Opinión

Guerra de símbolos

A lo largo de los años noventa, en el País Vasco fueron frecuentes las ‘guerras de las banderas’ con motivo de las fiestas grandes de las principales ciudades, que provocaban importantes altercados entre los proindependentistas de Herri Batasuna en sus distintas denominaciones y las fuerzas policiales. Tras la vuelta a la legalidad de las formaciones abertzales y su  llegada a los gobiernos municipales, en la segunda década de este siglo se volvieron a recrudecer pero de distinta manera, con la ocultación de la enseña nacional o con la aparición en sus fachadas de carteles a favor del acercamiento de los presos de ETA.

Es decir, que lo que se ve ahora en numerosos edificios consistoriales de Cataluña con lazos amarillos, ya se ha vivido con antelación, y la forma en la que se actuó contra esa “vulneración de los principios de objetividad y neutralidad política que deben respetar las entidades de régimen local”, -como señaló una sentencia del TSJPV al respecto-, es poner en marcha acciones judiciales que en el caso de obtener sentencias favorables deben cumplirse, o el alcalde corre el riesgo de ser inhabilitado para el ejercicio de cargo público.

Lo lógico es que sea la Delegación del Gobierno en Cataluña quien emprenda estas acciones legales, a sabiendas de que en lugar de apaciguar los ánimos los puede enconar. Pero si para los ‘indepes’ sus símbolos son intocables, también lo son para el resto de españoles en tanto no se cambien las leyes que regulan y protegen su uso. Ahora bien, tampoco conviene realizar un ejercicio de cinismo como el del secretario general del PP, Teodoro García Egea, que recrimina al Gobierno  esa falta de actuación cuando hasta hace poco más de dos meses era su partido el que estaba en el Gobierno, y sus iniciativas para devolver la bandera española al lugar que le corresponde y quitar carteles en favor de los presos en los ayuntamientos independentistas tendrían que haber sido más intensas.
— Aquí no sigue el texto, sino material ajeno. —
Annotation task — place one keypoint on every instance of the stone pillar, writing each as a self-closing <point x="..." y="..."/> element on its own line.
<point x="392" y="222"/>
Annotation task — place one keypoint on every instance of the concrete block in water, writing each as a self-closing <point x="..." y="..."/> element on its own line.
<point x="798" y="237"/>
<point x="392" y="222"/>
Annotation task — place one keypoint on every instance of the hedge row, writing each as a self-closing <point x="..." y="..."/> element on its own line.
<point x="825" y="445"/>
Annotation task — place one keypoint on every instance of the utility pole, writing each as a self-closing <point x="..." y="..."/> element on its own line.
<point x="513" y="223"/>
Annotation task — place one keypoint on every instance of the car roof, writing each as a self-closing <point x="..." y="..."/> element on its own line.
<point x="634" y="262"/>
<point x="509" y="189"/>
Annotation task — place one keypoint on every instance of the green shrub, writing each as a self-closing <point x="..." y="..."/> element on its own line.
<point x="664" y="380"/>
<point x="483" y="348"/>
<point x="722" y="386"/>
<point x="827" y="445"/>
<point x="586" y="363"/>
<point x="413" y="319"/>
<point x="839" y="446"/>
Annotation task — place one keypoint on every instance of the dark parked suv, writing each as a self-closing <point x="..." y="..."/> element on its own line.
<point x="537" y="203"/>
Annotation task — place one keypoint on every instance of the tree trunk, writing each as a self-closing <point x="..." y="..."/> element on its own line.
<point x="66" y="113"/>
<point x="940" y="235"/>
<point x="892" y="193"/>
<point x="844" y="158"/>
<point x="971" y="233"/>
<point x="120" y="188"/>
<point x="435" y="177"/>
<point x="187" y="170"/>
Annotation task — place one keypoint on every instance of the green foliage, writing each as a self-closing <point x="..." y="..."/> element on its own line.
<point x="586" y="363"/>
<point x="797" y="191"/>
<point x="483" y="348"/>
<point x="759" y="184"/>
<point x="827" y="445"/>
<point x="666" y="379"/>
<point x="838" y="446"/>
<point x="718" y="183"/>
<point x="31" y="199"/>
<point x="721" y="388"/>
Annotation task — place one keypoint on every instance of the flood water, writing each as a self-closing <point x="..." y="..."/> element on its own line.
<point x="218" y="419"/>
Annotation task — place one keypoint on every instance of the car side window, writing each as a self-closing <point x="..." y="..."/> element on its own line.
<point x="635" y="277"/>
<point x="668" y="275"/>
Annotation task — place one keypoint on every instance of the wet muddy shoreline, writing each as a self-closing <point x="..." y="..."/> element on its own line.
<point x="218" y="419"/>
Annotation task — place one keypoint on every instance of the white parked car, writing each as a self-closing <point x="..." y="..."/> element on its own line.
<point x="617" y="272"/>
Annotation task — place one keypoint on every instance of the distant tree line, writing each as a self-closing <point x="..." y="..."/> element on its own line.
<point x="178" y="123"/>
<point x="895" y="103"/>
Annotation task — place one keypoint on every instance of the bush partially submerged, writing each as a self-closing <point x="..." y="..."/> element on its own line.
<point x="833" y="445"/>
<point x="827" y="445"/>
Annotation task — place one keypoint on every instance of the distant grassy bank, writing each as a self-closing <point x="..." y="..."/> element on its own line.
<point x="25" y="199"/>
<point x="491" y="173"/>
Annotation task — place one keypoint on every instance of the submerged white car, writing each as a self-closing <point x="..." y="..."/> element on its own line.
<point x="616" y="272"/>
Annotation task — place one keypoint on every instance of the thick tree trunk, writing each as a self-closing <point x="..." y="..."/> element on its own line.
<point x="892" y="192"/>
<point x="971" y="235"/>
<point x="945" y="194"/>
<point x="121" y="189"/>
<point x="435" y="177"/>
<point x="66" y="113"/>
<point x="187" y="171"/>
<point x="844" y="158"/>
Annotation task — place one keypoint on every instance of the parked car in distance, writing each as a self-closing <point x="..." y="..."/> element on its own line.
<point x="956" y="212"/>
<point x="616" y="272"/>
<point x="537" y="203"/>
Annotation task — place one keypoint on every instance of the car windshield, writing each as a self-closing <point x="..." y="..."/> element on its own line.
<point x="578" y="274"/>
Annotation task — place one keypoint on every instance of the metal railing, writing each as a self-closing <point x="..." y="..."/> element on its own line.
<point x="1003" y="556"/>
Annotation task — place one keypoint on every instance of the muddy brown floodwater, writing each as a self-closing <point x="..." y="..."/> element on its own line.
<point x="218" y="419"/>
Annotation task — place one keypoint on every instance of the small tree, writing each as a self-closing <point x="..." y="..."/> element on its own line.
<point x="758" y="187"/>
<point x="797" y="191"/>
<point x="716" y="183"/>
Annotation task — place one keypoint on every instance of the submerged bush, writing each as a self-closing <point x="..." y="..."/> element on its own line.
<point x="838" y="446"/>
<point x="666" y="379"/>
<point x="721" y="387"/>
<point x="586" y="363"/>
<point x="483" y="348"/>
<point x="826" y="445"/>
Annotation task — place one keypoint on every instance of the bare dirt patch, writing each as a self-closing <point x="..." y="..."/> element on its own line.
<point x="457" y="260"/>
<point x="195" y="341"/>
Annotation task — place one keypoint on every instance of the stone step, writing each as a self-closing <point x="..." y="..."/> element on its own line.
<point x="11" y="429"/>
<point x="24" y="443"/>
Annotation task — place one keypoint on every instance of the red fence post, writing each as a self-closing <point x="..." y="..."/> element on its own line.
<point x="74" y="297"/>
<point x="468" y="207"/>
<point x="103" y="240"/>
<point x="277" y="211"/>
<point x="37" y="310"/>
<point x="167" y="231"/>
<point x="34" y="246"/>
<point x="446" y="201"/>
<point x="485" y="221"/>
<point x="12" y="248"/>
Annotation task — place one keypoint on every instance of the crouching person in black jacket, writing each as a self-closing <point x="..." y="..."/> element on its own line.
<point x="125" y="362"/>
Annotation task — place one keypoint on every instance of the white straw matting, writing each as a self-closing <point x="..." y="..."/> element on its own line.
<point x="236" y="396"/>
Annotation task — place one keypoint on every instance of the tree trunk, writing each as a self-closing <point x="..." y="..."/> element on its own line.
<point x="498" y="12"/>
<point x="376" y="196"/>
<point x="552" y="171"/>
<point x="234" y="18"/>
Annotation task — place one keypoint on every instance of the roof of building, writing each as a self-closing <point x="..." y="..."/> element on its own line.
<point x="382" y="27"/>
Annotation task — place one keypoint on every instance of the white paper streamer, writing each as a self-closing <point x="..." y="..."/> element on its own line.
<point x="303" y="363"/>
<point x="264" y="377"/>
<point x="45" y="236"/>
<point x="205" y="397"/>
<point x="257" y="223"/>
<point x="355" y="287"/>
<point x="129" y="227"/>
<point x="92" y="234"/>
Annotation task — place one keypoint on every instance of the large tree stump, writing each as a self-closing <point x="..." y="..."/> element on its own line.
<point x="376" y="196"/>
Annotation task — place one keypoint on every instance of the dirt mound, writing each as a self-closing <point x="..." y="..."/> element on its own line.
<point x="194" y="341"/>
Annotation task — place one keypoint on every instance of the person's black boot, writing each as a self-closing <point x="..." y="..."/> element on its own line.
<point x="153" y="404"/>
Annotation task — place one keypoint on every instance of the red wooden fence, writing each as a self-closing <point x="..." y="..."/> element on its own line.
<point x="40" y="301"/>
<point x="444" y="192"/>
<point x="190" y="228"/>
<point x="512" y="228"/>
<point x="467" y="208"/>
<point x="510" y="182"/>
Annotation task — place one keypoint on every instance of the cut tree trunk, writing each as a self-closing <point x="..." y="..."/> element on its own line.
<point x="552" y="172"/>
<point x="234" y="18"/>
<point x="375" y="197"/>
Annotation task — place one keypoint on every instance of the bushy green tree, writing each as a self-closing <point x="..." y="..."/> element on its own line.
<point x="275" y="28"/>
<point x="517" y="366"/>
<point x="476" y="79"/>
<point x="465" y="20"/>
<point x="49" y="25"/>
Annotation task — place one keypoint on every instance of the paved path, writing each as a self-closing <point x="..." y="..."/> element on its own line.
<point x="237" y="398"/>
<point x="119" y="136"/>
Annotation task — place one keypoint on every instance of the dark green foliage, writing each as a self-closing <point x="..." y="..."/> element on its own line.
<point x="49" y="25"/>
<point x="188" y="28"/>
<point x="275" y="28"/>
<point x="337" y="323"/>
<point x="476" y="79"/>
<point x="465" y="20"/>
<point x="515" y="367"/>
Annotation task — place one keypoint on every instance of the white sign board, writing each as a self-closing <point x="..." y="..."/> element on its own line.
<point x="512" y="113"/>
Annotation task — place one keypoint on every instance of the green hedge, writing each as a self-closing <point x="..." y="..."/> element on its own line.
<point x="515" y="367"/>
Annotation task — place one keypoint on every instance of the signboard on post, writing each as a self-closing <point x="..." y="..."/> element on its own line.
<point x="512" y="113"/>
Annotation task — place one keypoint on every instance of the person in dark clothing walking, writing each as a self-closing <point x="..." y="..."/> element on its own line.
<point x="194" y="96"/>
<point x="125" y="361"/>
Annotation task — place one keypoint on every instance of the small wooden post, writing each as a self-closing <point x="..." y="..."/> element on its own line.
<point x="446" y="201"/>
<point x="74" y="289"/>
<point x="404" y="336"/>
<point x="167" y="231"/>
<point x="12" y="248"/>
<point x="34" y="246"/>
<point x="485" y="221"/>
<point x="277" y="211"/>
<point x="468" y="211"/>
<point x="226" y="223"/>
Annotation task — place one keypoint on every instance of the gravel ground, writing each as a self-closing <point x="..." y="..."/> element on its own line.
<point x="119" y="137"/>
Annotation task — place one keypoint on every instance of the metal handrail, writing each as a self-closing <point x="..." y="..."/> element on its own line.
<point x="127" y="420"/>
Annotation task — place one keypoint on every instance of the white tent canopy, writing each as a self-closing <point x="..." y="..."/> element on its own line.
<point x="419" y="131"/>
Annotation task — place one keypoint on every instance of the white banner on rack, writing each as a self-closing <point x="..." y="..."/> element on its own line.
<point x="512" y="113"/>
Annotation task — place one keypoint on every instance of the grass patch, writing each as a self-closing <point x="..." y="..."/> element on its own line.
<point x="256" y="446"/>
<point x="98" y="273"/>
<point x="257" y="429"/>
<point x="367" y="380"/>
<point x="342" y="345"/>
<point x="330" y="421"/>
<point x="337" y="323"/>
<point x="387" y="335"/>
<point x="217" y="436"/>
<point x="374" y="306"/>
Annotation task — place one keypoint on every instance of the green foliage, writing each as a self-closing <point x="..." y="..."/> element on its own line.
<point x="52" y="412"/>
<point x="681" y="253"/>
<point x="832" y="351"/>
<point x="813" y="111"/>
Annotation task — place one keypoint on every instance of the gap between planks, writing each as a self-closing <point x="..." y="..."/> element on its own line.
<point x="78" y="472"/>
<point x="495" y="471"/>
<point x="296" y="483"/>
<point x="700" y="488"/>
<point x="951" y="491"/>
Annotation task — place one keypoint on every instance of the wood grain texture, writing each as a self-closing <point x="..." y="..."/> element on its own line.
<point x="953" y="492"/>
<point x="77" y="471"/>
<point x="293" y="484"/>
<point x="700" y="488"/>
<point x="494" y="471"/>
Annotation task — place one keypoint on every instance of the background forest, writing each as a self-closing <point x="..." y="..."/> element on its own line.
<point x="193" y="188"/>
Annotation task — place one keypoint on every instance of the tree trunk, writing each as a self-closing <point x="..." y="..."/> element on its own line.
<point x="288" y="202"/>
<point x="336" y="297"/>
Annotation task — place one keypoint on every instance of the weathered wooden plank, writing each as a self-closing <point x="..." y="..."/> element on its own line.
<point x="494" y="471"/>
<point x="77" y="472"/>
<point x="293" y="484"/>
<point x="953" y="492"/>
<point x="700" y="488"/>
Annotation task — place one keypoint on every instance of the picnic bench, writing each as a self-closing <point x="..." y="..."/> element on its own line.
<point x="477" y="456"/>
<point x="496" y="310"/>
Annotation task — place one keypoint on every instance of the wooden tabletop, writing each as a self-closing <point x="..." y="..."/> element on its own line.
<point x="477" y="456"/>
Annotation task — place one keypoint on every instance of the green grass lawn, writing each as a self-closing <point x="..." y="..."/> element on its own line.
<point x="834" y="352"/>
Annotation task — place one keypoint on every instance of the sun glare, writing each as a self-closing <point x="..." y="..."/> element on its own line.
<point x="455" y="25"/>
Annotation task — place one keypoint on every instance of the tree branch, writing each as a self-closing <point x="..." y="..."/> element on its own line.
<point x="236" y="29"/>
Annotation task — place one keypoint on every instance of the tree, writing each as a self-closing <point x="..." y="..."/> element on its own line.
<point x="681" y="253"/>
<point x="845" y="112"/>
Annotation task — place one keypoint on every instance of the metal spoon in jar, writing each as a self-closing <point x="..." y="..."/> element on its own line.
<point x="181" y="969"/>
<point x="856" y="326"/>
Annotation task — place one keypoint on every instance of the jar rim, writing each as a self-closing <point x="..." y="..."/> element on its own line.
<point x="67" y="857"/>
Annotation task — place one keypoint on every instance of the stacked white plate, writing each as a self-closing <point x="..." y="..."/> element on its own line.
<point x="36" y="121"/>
Cuestión distinta es la ocupación de espacios públicos que han realizado los independentistas con su simbología amarilla y la reacción, minoritaria, de la ciudadanía para retirarla, ambas acciones enmarcadas en la manifestación de la libertad de expresión, si bien en el primer caso comienzan a vulnerar otros derechos y a poner en riesgo la seguridad de todos. Ni quitar ni poner lazos puede ser objeto de reproche penal según la fiscal general del Estado. Pero lo que si ocurre es que sin llegar a un clima de enfrentamiento civil ya tienen lugar escaramuzas que todas las autoridades públicas debieran esforzarse por  frenar.

Pedir una actitud razonable al presidente de la Generalitat parece inútil, sin embargo,  cuando las retiradas de lazos amarillos las atribuye a “grupos armados y organizados” –un exceso y otra vuelta de tuerca al victimismo- que habrían contado con la participación de agentes policiales a título personal, que están  siendo investigados. Tampoco el ofrecimiento de García Egea para ir a quitar lazos él mismo contribuye a serenar los ánimos.

Por el contrario Quim Torra no tiene reparos en que la policía autonómica identifique y pretenda sancionar a quienes retiran esos mismos símbolos, aplicando una doble vara de medir que solo la reunión de la Junta de Seguridad de Cataluña puede encauzar, con los mossos d’esquadra como garantes de los derechos de todos. ¿Se lo ordenarán?